The reason I ask the question as to, What does ECG #2 show? — Is that I am uncertain from the tracing in Figure-3 what the answer to this question is.

  • ECG #2 (that I’ve reproduced in Figure-3) — consists of only 4 beats (ie, The same 4 beats are seen in all 12 leads). Awareness that only 4 beats are assessed in this tracing is relevant — because we have to ask which of the 4 complexes that I’ve labeled “A”, “B”, “C” and “D” is the real complex?
  • Focus on ST-T wave appearance in leads V5 and V6 (within the RED rectangle).
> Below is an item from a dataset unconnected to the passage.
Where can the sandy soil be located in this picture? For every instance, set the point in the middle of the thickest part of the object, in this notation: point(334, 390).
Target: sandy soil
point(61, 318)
Isn’t the ST-T wave appearance changing for each of the QRS complexes in both of these leads?
  • For example — IF complex “B” were to represent the “real” ST-T wave appearance in leads V5,V6 of ECG #2 — then we’d have to interpret this as a dynamic ST change compared to the ST-T waves in leads V5,V6 of ECG #1 that did not look nearly as acute.
  • On the other hand — the ST-T waves in “C” and “D” of leads V5,V6 in ECG #2 look far less acute.
  • Lesson-to-be-Learned: When the decision of whether (and if so, when) to perform cardiac catheterization hangs in the balance — if technical issues such as artifactual distortion produce confusion as to what the “real” ST-T wave appearance is — Repeat the ECG! (Don’t wait hours — as was done in this case — but instead, simply repeat the ECG with efforts as best is possible to minimize artifactual distortion on the repeat tracing. 


Figure-3: I’ve labeled the repeat ECG (done in the ED — about 3 hours after ECG #1 was recorded).